Search code examples
javaapache-beam

Java Apache Beam ProcessElement Method have to be void?


In Java Apache Beam , does the @ProcessElement method required to be void? Or can it return an int, string or class?

We are doing unit tests, and want to validate the output of methods. I know there are mockito and spy functions. However, prefer to use simple input and output methods. Just wondering if there are negative consequences of not using void ?
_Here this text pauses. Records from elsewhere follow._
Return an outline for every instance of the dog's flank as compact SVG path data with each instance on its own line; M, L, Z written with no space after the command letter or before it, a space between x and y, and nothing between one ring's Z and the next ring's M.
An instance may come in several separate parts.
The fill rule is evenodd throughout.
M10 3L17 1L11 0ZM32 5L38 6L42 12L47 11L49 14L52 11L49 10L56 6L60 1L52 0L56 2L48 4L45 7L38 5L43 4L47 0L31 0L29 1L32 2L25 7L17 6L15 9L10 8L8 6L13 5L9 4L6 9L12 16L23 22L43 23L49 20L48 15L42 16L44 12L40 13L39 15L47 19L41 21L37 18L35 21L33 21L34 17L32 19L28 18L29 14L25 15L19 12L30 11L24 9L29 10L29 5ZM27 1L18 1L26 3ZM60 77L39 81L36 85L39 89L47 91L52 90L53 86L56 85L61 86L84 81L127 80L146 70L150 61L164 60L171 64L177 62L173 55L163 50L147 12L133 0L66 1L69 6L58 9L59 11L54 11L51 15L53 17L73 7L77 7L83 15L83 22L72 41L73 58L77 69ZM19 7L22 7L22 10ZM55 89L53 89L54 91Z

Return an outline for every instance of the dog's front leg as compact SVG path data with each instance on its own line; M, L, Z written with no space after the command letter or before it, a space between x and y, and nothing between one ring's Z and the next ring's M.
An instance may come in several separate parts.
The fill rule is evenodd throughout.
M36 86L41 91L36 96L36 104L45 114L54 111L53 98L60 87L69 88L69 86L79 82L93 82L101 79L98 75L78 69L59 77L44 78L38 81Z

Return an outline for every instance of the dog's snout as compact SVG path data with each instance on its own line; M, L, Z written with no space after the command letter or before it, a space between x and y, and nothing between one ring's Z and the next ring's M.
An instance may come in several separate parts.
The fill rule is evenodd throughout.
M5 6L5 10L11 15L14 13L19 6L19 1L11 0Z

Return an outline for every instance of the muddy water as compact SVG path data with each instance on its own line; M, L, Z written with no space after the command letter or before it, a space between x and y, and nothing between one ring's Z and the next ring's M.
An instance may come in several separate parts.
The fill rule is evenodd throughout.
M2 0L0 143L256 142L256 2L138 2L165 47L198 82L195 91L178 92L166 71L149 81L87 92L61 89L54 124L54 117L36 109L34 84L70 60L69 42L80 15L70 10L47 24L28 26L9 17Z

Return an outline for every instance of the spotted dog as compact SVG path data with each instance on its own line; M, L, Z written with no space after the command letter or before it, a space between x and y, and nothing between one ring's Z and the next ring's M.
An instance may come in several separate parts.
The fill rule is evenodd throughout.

We don't have any actual outputs in our method (which are sent to a next streaming phase), example our method saves internally to a database.

@ProcessElement
public void processData(ProcessContext context, @Element KV<String, TestItem> input) {
   String outputText;
   ...
   ...
   return outputText;

Solution

  • Yes, it has to return void, see the docs here: https://beam.apache.org/releases/javadoc/2.0.0/org/apache/beam/sdk/transforms/DoFn.ProcessElement.html

    The signature of this method must satisfy the following constraints:

    • Its first argument must be a DoFn.ProcessContext.
    • If one of its arguments is a subtype of RestrictionTracker, then it is a splittable DoFn subject to the separate requirements described below. Items below are assuming this is not a splittable DoFn.
    • If one of its arguments is a subtype of BoundedWindow then it will be passed the window of the current element. When applied by ParDo the subtype of BoundedWindow must match the type of windows on the input PCollection. If the window is not accessed a runner may perform additional optimizations.
    • It must return void.